The Court then turned to the landowners’ takings claim. In essence, the landowners argued that the Fifth Amendment, incorporated against the states through the Fourteenth Amendment, barred the taking of their interest in the oil resource, as it was neither for a public use, nor was it done with just compensation. However, the Sixth Circuit decided that, based on state law, the forced pooling was not an actual taking. While Ohio law recognized that a landowner had a property interest in the subsurface minerals on her lot, Supreme Court precedent recognized that a state could adopt “reasonable regulations to prevent economic and physical waste of natural gas.” Cities Serv. Gas Co. v. Peerless Oil & Gas Co., 340 U.S. 179, 185 (1950). The Sixth Circuit held that Ohio’s pooling scheme fit comfortably within this precedent. Additionally, the appellate court pointed out that not a single case, in federal or state courts, had yet held that unitization was unconstitutional and declined to be the first.
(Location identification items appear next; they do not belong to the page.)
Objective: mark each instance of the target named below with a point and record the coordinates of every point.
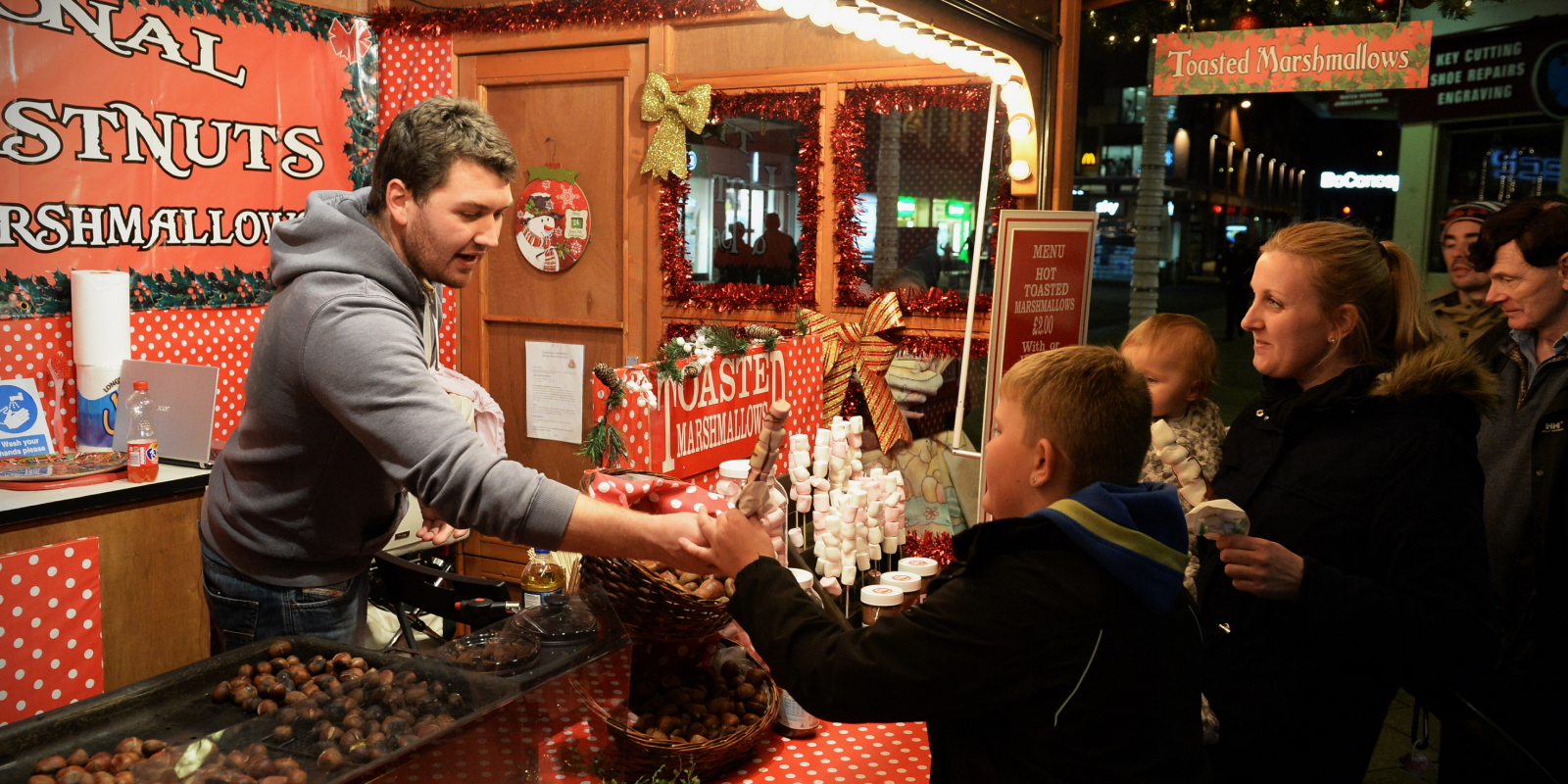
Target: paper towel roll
(101, 318)
(98, 389)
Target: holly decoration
(1247, 21)
(553, 220)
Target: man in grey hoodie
(342, 413)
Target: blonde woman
(1366, 564)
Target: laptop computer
(185, 397)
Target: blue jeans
(243, 611)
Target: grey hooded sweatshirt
(342, 415)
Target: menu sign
(1293, 60)
(1042, 292)
(1515, 70)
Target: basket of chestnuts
(705, 720)
(656, 601)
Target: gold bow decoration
(861, 350)
(676, 114)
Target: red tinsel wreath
(849, 143)
(551, 15)
(804, 107)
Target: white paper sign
(556, 391)
(24, 430)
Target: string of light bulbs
(908, 36)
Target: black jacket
(1372, 480)
(1536, 621)
(1005, 663)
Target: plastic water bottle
(141, 441)
(541, 577)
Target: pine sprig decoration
(604, 444)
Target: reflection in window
(929, 162)
(742, 220)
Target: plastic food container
(880, 601)
(504, 653)
(556, 621)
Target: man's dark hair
(422, 143)
(1541, 226)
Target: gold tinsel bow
(861, 350)
(674, 114)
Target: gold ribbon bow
(861, 350)
(674, 114)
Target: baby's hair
(1186, 336)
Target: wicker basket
(639, 755)
(648, 606)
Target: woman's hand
(1261, 568)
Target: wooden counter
(149, 564)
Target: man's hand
(734, 541)
(435, 529)
(1261, 568)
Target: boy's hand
(1261, 568)
(734, 541)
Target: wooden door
(572, 107)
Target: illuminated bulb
(866, 24)
(886, 30)
(1019, 125)
(823, 13)
(943, 52)
(844, 16)
(1003, 73)
(1013, 93)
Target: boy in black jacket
(1060, 647)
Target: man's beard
(425, 258)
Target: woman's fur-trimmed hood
(1440, 368)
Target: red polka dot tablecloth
(51, 627)
(219, 337)
(551, 736)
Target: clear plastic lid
(882, 596)
(734, 469)
(906, 582)
(556, 621)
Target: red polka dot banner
(219, 337)
(413, 70)
(51, 627)
(551, 736)
(715, 416)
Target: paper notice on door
(556, 391)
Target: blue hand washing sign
(18, 410)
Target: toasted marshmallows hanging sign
(1294, 60)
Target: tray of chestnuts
(284, 710)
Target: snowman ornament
(553, 220)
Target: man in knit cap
(1460, 310)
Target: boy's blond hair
(1181, 334)
(1092, 404)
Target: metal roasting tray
(177, 710)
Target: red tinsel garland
(804, 107)
(551, 15)
(849, 143)
(938, 548)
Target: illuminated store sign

The Sixth Circuit separately addressed the occupation of the subsurface land, but ultimately reached the same conclusion. While Ohio law, in theory, recognized that such a takings claim could exist, a “party’s mere presence below the ground is not enough to make out a takings claim.” Instead, the appellate court held that Ohio law required pleading there was actual interference with the landowners’ reasonable and foreseeable use of the subsurface, summarizing that there must be “some type of physical damages or interference with use.”
Finally, the Court briefly analyzed both above-ground taking, dismissing it as there was no allegation that hydraulic fracturing would make the surface unusable, and a due process claim, which was premised on property interests which, as discussed above, the Court had already determined the landowners lacked.
In short, the Sixth Circuit affirmed that a state has the right to force unitization on landowners that are resistant to such pooling. Simply stated, “[e]ach landowner’s property interest in the minerals remains intact; it is simply regulated. The landowners therefore have no takings claim as to the minerals below the subsurface of their land.”